Australia — Pre-emptively turning off power lines on days of extreme bushfire risk would be a ”fundamentally flawed” approach that would pose substantial risks to home owners, the elderly, businesses and even people’s ability to fight fires – if they relied on electrical-powered water pumps – Victoria’s fire commissioner Craig Lapsley has warned.
”We do not want to turn power off,” he said, because of the consequences.
”If we turn power off we take away the ability for a farmer to protect their property, because of electric pumps,” he said. ”If we did it for three days on end we would have the chief health officer questioning our health sustainability It should not be vested in me, to have the almighty right to turn power off, when I’m only the fire or emergency part of the discussion.”
Mr Lapsley outlined his opposition to such a strategy, which is used in South Australia, being adopted in Victoria during a speech to the Rural Press Club of Victoria on Thursday.
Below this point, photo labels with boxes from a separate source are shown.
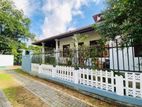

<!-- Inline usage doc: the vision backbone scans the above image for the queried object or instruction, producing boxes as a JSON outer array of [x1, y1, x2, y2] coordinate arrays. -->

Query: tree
[[95, 0, 142, 44], [0, 0, 34, 63]]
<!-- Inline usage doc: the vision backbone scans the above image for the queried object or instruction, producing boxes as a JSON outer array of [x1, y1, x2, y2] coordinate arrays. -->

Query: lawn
[[0, 71, 47, 107]]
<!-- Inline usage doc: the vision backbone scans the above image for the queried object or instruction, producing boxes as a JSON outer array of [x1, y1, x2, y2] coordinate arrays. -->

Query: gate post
[[115, 75, 124, 96]]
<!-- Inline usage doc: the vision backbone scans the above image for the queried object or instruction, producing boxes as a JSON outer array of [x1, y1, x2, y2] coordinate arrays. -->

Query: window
[[90, 40, 109, 57], [90, 40, 101, 57], [78, 42, 84, 47], [63, 44, 70, 57]]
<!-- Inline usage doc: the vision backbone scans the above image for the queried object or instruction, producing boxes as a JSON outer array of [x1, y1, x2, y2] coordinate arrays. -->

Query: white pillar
[[115, 75, 124, 96], [42, 43, 45, 64], [55, 39, 59, 64], [74, 34, 79, 65]]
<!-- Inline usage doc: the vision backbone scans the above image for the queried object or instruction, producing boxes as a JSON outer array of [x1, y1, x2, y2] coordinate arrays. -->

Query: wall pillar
[[55, 39, 59, 64], [74, 34, 79, 66], [42, 43, 45, 64]]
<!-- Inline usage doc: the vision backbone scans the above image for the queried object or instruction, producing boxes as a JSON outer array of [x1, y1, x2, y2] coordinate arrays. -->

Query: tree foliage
[[0, 0, 33, 55], [0, 0, 35, 61], [96, 0, 142, 43]]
He said South Australia has a policy under which the electricity supply can be turned off when certain trigger points are met on days of extreme fire risk.
”Put it on the record, I reckon it’s fundamentally flawed let South Australia do what they do I think we’ve got a reasonable process, a good process,” he said.
Mr Lapsley welcomed a discussion in Victoria about how the power network should be managed on days of extreme bushfire risk.
He said a ”huge investment” had been made in safety technologies known as ”ACRs” over the past 18 months to make power lines safer in high-fire-risk areas.
He also said power lines in three high-fire-risk areas – the Dandenongs, Otways and Yarra Valley – had been identified by fire and electricity authorities for replacement or upgrade.
Paul Fearon, Victoria’s director of energy safety, said pre-emptively turning off power on a widespread basis on days of high fire risk was inappropriate for Victoria and he would not recommend it.
”It’s superficially attractive but it is problematic, hard to operationalise, leads to more problems than it solves and ultimately has a serious impact on the level of reliability, beyond the code red or total fire ban day,” he said.
The Bushfires Royal Commission found five of the major fires on Black Saturday were caused by ”failed electricity assets”. These were the fires at Kilmore East (which killed 119 people), Beechworth-Mudgegonga (which killed two people), Horsham, Coleraine and Pomborneit-Weerite.
Subsequently, police found a failed power line was the likely cause of the Murrindindi bushfire, which killed 40 people.
Power company SP AusNet told the ASX early this year it ”remains confident that its practices and procedures did not cause or contribute to the Kilmore East bushfire”. And after a class action was launched against it last year over the Murrindindi bushfire, it told the ASX that it would ”vigorously defend any claim made against it in relation to the inspection and maintenance of its assets”.